Литмир - Электронная Библиотека
A
A

Глава четвертая

Лучше повстречаться в тупике с девятилетним быком, чем с женщиной, если тебя одолевает похоть.

Библия.

Хэмилтон проснулся с головной болью в девятом часу вечера. Уже темнело, и на набережной зажглись фонари и огни витрин. Все собирались на ужин, однако чета Винкельманов, Карвахали и Лану ужинали у себя. Подумав, Стивен тоже попросил принести ужин к нему в комнату. Виски сжимало, голова кружилась и ныла, есть совсем не хотелось. Он оставил принесённый поднос на столе и вышел на террасу в прохладную ночь. Вздохнул, вспомнив своё вечернее сновидение, такое сладостное и далёкое от всей этой непонятной сумятицы…

Удивительно, но этот сон неожиданно подарил Стивену уверенность в том, что между ним и Галатеей Тэйтон непременно что-то будет. Ему даже показалось, что теперь между ними точно протянулась невидимая нить, связавшая их воедино, ставшая пророчеством, прорицанием грядущего, его обетованием и надеждой.

Ветерок, ласково обдувая его разгорячённую голову, успокоил нервы и утихомирил страсть. Хэмилтон осторожно поднялся по лестнице на третий этаж и тут же отпрянул к стене. Ему хотелось просто бросить хотя бы мимолётный взгляд на окно спальни Галатеи, но там стоял Арчибальд Тэйтон.
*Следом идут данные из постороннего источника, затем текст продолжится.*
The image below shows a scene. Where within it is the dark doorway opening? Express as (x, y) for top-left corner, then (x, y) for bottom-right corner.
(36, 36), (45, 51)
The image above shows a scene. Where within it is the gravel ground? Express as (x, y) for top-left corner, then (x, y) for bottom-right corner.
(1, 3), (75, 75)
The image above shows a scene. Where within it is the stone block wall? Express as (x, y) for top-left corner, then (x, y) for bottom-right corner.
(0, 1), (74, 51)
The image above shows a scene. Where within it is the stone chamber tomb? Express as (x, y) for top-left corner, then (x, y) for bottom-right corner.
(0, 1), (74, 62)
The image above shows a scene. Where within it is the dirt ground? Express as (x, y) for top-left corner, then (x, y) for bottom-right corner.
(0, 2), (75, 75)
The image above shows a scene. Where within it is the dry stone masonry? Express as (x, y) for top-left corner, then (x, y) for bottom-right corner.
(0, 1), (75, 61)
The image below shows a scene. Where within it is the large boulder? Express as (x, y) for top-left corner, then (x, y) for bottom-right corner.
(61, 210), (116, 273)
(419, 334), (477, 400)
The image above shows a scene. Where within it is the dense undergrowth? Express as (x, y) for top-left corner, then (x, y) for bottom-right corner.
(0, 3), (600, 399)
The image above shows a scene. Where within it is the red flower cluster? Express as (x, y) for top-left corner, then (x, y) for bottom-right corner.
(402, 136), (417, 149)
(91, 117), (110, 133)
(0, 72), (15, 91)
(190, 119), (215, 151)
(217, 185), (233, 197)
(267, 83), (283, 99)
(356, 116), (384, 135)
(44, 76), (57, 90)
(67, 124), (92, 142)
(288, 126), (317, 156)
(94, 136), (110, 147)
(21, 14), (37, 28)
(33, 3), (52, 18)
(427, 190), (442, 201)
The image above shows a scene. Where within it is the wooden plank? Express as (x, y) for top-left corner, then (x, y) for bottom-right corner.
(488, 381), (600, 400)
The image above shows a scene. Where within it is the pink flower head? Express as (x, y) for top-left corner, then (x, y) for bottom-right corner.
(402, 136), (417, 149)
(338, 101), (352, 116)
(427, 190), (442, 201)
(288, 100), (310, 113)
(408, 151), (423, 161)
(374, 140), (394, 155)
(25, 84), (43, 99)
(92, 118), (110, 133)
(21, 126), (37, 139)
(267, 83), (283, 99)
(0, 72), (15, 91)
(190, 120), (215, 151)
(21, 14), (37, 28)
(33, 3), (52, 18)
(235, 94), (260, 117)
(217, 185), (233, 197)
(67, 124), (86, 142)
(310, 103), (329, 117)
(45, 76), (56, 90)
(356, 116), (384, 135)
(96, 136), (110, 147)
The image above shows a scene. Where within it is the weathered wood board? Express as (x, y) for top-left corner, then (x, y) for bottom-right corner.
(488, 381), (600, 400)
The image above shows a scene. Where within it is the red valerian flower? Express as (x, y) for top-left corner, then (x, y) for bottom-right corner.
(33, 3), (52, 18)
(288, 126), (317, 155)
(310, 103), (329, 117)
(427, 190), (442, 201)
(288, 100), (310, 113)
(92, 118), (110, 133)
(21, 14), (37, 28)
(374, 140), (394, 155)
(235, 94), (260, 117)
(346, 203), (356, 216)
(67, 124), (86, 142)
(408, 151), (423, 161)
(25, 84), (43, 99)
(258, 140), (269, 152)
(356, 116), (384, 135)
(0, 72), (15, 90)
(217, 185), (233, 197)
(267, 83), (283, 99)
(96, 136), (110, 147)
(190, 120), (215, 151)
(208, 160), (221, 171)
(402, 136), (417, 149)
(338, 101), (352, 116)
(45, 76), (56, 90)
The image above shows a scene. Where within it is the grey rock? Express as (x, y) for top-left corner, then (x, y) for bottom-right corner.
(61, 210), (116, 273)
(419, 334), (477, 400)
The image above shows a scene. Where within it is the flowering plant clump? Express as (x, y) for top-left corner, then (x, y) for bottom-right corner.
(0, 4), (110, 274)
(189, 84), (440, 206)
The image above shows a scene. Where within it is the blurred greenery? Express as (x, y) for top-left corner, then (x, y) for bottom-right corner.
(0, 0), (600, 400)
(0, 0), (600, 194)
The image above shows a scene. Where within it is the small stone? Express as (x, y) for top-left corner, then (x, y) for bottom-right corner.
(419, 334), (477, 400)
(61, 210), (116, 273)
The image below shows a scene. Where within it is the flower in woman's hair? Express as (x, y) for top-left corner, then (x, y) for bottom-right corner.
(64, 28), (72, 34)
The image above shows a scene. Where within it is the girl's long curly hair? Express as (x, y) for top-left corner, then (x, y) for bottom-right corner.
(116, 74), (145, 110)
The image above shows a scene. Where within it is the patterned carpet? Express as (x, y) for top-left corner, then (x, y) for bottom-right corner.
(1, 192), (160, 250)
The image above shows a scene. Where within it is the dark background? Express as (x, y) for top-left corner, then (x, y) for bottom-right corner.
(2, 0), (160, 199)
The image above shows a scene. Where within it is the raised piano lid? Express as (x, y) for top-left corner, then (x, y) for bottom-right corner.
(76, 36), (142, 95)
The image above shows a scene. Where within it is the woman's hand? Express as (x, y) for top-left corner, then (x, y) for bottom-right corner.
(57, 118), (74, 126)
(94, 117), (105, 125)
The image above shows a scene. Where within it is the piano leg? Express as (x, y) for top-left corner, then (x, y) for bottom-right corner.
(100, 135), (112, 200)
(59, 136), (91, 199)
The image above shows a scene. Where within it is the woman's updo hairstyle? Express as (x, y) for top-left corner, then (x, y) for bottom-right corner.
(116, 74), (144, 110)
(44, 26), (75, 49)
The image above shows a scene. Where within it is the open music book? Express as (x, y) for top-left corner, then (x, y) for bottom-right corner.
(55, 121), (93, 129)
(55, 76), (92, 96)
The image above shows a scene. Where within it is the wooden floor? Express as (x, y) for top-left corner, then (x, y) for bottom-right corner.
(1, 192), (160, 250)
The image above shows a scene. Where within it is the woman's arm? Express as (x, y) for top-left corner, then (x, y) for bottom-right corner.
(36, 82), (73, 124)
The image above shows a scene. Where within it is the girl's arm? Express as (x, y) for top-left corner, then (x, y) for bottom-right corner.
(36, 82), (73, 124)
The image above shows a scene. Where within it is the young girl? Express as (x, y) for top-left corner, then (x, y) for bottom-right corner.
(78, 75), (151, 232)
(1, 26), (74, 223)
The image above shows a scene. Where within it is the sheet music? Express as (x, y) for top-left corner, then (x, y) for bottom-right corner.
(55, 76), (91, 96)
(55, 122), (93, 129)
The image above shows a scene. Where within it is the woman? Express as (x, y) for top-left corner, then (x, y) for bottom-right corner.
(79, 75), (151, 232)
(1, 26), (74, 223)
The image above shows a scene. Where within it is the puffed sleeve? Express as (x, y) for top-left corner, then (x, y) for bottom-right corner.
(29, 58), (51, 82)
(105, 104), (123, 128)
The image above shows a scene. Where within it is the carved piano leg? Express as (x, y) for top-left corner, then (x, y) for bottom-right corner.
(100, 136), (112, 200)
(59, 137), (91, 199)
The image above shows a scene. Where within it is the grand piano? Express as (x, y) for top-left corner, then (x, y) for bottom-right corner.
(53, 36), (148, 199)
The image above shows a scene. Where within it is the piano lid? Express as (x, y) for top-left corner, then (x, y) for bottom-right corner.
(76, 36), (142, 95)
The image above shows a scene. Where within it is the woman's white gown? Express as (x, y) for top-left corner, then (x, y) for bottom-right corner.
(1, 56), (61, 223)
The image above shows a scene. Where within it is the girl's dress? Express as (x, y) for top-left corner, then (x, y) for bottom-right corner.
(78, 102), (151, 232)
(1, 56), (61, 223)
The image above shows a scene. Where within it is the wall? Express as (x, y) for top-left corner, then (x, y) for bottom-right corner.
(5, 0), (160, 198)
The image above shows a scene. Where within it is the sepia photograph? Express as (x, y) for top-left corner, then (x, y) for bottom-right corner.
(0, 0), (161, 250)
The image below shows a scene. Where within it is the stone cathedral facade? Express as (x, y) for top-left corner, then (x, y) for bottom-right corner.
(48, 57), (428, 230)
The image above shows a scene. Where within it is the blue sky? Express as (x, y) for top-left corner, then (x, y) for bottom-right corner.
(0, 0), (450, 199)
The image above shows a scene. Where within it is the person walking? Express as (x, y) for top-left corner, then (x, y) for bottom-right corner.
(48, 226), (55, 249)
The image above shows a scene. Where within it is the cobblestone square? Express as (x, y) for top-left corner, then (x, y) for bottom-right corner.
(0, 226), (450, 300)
Дверь его спальни была приоткрыта, там, кажется, работал телевизор, но звука не было слышно, и только экран через оконное стекло бросал на лицо Тэйтона алые и серые всполохи. Стивен снова испугался: это было лицо демона, лицо Отелло с застывшей на нём гримасой запредельной ревности и боли, спрессованной железной волей в убийственное молчание. Хэмилтон пытался убедить себя, что это просто игра теней, миражи ночи, но побоялся двинуться с места, опасаясь, что Тэйтон заметит его. Тот же, порывшись в карманах, вынул пачку сигарет и щёлкнул зажигалкой. Пламя на несколько мгновений осветило холодное неподвижное лицо, и Стивен подумал, что точно ошибся.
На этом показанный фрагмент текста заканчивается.